“Adopted Teen Arrested,” the newspaper headline reads (never “Birth Teen Arrested”). Is this just another example of sensationalism by the media or do adopted teens get into more trouble than their non-adopted peers?
According to studies, children who are adopted are as well adjusted or as poorly adjusted as are children in general, and adopted teens in general are no more likely than non-adopted teens to get into trouble.
Stereotypes and Prejudices
Yet, as most adoptive families can tell you, the word adopted still has many negative connotations in the larger community and is often linked with emotionally loaded and outdated language like “illegitimate,” “bad blood,” “second choice,” and “unwanted.” Even children placed at birth are sometimes assumed to have learning and behavior problems. In addition, adopted children are often viewed as being ungrateful to their adoptive parents—a particularly annoying misconception since it is only as adults that most people, adopted or not, can fully understand what their parents did for them.
Unfortunately, schools are places that our children may encounter these prejudices about adoption. For educators who have not had much experience with the wider range of adoption issues, an adopted child may stand out. For example, within the evaluation process, a child who is having trouble may be identified as being adopted. The fact of adoption, however, generally is not identified when a child is succeeding or excelling.
Similarly, for teens who act out, trauma, separation, loss, and adjusting to a new family may be considered contributing factors to current problem behavior. But teens who are reaching goals and receiving positive attention usually don’t have adoption counted as a factor in their positive adjustment.

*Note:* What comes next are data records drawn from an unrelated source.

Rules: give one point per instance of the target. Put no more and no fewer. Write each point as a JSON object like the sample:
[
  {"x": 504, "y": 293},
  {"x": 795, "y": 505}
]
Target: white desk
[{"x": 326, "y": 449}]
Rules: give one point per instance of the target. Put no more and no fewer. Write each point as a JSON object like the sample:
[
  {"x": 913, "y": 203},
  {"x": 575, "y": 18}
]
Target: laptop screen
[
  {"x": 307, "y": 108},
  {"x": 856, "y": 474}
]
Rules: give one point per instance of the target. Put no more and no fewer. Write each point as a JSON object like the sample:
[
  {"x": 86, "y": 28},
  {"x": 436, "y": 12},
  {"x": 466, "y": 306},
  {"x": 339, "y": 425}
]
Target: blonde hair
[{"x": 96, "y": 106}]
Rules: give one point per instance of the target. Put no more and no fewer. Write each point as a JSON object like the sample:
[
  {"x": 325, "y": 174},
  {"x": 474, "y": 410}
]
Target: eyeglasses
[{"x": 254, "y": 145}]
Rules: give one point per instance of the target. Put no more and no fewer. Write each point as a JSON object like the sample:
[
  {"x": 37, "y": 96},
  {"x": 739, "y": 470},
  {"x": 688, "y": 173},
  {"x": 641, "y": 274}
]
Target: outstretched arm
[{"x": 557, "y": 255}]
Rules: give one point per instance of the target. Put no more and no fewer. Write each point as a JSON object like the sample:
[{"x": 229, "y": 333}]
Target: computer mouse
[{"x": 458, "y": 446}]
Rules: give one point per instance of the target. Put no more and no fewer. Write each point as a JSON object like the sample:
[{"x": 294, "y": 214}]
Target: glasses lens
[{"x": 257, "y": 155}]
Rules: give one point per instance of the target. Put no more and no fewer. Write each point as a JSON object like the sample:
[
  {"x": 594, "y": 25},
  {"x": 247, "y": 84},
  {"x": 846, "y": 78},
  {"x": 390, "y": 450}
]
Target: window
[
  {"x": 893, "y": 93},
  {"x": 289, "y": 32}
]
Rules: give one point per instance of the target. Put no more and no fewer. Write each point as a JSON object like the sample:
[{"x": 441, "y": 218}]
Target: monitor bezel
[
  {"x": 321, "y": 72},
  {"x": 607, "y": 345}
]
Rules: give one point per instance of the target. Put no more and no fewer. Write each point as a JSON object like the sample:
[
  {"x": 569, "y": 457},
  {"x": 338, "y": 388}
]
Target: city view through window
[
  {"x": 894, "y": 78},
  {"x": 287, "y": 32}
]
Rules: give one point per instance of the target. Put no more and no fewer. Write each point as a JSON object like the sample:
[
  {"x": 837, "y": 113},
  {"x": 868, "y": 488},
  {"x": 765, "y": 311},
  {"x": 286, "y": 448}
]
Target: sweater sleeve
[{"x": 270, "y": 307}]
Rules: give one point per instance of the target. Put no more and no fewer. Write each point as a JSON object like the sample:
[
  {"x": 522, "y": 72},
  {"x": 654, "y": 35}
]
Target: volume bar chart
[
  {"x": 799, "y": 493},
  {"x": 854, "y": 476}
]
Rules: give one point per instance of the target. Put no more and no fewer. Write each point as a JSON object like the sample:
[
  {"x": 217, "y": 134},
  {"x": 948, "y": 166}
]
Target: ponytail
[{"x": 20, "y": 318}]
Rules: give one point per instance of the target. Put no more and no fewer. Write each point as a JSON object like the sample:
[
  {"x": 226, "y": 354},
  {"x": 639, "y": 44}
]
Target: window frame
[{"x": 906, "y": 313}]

For some people, teens who are adopted differ from other children in a key way that often is not openly acknowledged: Their sexuality. The stereotype of adoption includes a young, promiscuous couple who do not take responsibility for their child. Some people expect adopted teens to emulate birth parents sexually. Adoptive parents, especially those parenting boys and children of color, say that their children are welcomed when they are young, but when they reach adolescence, barriers go up, subtly or openly.
Adoptive parents need to be prepared for some of these antiquated prejudices. They also have to prepare their teens and be able to empathize with experiences their teens may be having that are not familiar from their own adolescence. Parents need to guard against the common mistake of telling their child, “I understand how you feel,” when what they mean is “I understand why that made you feel bad. I feel bad because you were hurt.”
What Parents Can Do
A good way for parents to raise these issues with their teens is to get a copy of adoption educator and author Pat Johnston’s “Positive Adoption Language.” Many teens may be struggling with negative connotations about adoption but may not know how to handle incidents involving negative language. For teens who have already internalized negative connotations about adoption as somehow being their fault, discussion of positive adoption language may help them understand the stereotypes, misconceptions, and prejudices they have encountered.
Being a teenager is a difficult job, probably as difficult as being the parent of a teenager. Parents and teens alike face social stigmas about adoption. Sharing some of these, crying, getting angry, and laughing together about them are ways to grow closer.